Legitimate proxy software distributed with Kovter malware.
During the past few months, computers infected with the Kovter click-fraud malware were also secretly added to the proxy network operated by ProxyGate, the Forcepoint team reports.
Kovter is one of the oldest malware strains around, one that has adapted to fit various needs and niches, and survived mainly as a click-fraud toolkit, ideal for making a quick buck out of online ads.
A recent spam campaign detected by Forcepoint (formerly Raytheon|Websense) has identified Kovter delivered through file attachments in the form of ZIP files.
In this specific campaign, Forcepoint saw this auto-download process abusing an Alexa Top 10 site, but also downloading two additional payloads besides Kovter.
One of them is the Miuref adware while the second was a legitimate executable, the ProxyGate installer.
All three files were executed as soon as they finished downloading, and silently installed their payloads on the victim’s machine without any type of user interaction needed.
Spam campaign’s author may have participated in ProxyGate’s referral program
It is yet unknown why the malware operators installed the ProxyGate application on the victim’s PC. This application does nothing malicious on its own and is designed to add the user’s computer to ProxyGate’s network of available proxy servers.
A possible explanation for these strange actions may be ProxyGate’s referral programwhich allows users to boost their own account’s number of free proxies available per day.
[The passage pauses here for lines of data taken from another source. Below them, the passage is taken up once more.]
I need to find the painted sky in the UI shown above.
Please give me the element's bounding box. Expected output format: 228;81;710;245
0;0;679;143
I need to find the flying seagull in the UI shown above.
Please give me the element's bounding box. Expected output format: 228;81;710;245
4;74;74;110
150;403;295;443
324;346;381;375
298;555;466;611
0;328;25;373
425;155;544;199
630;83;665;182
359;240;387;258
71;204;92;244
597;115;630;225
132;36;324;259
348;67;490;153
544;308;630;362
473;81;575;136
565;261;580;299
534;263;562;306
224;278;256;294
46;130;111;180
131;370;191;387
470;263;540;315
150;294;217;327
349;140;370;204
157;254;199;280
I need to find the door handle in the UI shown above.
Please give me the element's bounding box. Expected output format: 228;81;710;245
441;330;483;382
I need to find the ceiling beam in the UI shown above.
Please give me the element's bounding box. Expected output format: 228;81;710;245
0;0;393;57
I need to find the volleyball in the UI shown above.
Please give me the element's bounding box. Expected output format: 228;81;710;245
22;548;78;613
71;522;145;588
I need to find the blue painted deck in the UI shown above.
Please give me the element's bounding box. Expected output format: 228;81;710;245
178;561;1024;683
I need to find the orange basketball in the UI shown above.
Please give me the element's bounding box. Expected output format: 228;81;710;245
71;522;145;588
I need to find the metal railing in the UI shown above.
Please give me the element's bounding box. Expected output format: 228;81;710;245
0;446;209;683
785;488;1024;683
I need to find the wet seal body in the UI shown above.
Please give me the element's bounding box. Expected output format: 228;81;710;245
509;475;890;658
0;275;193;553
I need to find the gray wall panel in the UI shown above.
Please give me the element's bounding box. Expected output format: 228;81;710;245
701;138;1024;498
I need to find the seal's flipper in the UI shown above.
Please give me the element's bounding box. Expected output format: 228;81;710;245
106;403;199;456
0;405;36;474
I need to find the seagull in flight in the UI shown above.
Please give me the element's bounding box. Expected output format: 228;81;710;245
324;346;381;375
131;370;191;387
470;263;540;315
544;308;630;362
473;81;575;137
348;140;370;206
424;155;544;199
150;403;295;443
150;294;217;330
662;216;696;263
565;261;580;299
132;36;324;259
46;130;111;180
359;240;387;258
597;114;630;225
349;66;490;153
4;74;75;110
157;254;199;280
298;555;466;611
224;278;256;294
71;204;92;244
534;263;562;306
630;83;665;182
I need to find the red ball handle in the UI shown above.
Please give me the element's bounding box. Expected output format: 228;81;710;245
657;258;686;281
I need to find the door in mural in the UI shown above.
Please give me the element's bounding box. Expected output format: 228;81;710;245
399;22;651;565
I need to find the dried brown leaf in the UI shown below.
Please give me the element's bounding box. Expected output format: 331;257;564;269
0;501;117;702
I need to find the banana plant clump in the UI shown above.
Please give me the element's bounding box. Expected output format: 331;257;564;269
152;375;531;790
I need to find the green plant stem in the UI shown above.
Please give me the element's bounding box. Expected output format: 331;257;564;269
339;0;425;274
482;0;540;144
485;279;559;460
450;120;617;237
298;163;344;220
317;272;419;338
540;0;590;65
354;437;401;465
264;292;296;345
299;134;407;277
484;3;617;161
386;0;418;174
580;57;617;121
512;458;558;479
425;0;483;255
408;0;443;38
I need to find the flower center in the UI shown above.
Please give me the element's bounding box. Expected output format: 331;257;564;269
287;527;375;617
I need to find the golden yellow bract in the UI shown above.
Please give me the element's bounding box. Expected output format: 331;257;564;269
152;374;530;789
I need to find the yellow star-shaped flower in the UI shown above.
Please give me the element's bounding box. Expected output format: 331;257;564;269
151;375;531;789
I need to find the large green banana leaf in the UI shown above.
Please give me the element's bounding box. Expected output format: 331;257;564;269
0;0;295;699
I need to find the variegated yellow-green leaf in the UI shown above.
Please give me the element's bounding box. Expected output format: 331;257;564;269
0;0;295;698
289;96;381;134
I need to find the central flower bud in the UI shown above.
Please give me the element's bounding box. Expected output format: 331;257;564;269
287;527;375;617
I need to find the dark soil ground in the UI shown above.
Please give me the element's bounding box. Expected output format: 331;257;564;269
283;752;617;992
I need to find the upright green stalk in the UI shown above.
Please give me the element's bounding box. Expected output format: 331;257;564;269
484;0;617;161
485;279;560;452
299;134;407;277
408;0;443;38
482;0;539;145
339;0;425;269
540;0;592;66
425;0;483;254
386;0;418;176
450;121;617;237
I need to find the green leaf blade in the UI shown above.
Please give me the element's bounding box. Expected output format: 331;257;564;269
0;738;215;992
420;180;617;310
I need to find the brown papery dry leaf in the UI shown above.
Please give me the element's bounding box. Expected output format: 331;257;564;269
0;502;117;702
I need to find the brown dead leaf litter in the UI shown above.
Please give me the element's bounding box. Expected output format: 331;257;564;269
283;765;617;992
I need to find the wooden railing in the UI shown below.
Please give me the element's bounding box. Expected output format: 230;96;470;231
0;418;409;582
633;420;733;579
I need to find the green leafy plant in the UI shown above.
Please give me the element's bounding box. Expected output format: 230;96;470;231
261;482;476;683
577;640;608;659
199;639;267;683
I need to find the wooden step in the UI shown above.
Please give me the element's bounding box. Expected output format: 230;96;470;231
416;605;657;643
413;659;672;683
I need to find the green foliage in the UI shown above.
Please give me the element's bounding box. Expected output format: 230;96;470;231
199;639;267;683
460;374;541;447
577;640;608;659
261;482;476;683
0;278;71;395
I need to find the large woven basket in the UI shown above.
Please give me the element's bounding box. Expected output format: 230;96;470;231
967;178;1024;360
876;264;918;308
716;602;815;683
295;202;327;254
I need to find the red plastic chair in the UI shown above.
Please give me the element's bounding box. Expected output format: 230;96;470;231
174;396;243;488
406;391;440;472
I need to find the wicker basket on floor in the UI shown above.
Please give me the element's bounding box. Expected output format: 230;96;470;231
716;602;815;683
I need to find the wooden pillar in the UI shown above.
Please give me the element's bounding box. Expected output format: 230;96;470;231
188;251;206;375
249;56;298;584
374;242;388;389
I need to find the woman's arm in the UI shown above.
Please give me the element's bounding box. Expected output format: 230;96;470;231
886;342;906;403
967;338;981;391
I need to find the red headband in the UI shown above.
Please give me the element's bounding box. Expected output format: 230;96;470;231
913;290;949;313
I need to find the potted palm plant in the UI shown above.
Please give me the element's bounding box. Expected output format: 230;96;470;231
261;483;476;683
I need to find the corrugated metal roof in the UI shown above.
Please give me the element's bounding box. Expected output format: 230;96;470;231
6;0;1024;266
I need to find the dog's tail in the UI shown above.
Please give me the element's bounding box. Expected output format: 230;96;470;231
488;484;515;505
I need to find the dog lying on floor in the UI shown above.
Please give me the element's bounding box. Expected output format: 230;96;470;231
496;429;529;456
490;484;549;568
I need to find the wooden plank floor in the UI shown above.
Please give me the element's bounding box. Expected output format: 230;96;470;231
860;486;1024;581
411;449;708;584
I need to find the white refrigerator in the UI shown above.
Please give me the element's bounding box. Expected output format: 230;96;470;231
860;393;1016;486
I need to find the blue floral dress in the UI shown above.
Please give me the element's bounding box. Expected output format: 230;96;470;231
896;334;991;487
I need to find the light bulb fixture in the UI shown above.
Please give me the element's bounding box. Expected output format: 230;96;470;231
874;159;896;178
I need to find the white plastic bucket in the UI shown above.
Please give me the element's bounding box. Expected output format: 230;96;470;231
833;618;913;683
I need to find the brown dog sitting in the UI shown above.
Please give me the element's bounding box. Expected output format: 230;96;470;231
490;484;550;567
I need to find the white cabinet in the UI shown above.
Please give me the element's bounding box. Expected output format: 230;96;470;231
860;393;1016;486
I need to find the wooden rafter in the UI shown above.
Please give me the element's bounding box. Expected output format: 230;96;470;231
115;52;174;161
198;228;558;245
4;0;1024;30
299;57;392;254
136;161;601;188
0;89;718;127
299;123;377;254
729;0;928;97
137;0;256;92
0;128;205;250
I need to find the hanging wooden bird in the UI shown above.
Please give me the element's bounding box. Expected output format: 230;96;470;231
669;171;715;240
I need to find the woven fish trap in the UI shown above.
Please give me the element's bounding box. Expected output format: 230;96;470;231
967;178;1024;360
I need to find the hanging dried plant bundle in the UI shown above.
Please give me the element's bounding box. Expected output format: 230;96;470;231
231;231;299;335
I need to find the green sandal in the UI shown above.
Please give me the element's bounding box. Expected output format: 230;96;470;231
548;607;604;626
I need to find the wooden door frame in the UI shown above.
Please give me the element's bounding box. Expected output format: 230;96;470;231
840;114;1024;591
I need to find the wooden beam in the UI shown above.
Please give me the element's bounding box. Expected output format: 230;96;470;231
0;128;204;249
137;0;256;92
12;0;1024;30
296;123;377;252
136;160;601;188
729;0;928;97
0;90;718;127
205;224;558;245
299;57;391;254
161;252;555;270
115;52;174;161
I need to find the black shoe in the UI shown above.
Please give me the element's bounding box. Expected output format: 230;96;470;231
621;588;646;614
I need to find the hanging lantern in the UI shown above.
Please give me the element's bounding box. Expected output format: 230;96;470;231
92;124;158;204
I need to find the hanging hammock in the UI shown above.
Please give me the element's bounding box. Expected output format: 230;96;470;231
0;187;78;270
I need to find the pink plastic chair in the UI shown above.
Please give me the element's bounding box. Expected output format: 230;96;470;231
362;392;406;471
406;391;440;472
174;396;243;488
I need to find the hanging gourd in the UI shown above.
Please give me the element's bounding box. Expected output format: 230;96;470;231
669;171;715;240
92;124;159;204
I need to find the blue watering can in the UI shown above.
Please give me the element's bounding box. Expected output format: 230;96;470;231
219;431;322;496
The spam campaign’s author may possibly be running other malicious campaigns through ProxyGate’s network and wanted to boost his available proxy output IP addresses by secretly abusing ProxyGate’s referral program by packaging the legitimate installer alongside Kovter’s payload.
This is not the first malware campaign that infected users and added their PC to a proxy network. In the past, the Bunitu and the ProxyBack malware families did the same thing.
Users infected with Kovter, may also want to check their computer’s list of installed applications and check to see if they’re not an unwitting zombie in a ProxyGate’s service.